“The KGB, I think, was an honorable place to work” with “worthwhile” achievements, CNN founder Ted Turner contended in an interview aired on Sunday's Meet the Press in which he blamed the U.S. for starting the battles with Vladimir Putin “by putting the Star Wars system in Czechoslovakia and Poland” and, when host Tom Brokaw recalled that Leonid Brezhnev reacted to Jimmy Carter's outreach by invading Afghanistan, Turner retorted with moral equivalence: “Well, we invaded Afghanistan, too, and it's a lot further -- at least it's on the border of the Soviet Union.” Brokaw called it “naked aggression on the part of the Russians at the time,” prompting Turner to charge: “Well, going into Iraq was naked aggression on the part of the United States."
Turner, who did the sit-down as part of the media tour for his new book, Call Me Ted, defended Putin's KGB background by comparing it to someone who worked for the FBI:
We have an FBI and, and, and, and, and we're not prejudiced against somebody who's worked at the FBI. It's an honorable place to work. And the KGB, I think, was an honorable place to work. And it, it gave people in the former Soviet Union, a communist country, an opportunity to do something important and worthwhile.
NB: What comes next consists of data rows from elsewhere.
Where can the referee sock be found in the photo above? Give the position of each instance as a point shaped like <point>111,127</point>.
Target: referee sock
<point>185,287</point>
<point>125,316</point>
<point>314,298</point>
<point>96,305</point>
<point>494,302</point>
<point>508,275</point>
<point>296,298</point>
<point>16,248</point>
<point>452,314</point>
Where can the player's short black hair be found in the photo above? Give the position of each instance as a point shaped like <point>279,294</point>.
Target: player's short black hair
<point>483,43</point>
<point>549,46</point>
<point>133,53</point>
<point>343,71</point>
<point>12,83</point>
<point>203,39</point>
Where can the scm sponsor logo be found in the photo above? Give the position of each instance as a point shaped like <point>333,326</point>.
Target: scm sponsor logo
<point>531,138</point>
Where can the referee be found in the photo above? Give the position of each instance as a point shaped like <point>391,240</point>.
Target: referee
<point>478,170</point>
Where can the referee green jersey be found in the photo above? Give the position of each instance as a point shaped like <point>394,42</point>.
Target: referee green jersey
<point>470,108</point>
Yeah, like oppressing people in captured nations and running gulags to suppress political dissent.
And Czechoslovakia is no more.
Seven months ago, Turner similarly applied moral equivalence in describing Iraqi insurgents as “patriots” who simply “don't like us because we've invaded their country” and “if the Iraqis were in Washington, D.C., we'd be doing the same thing.”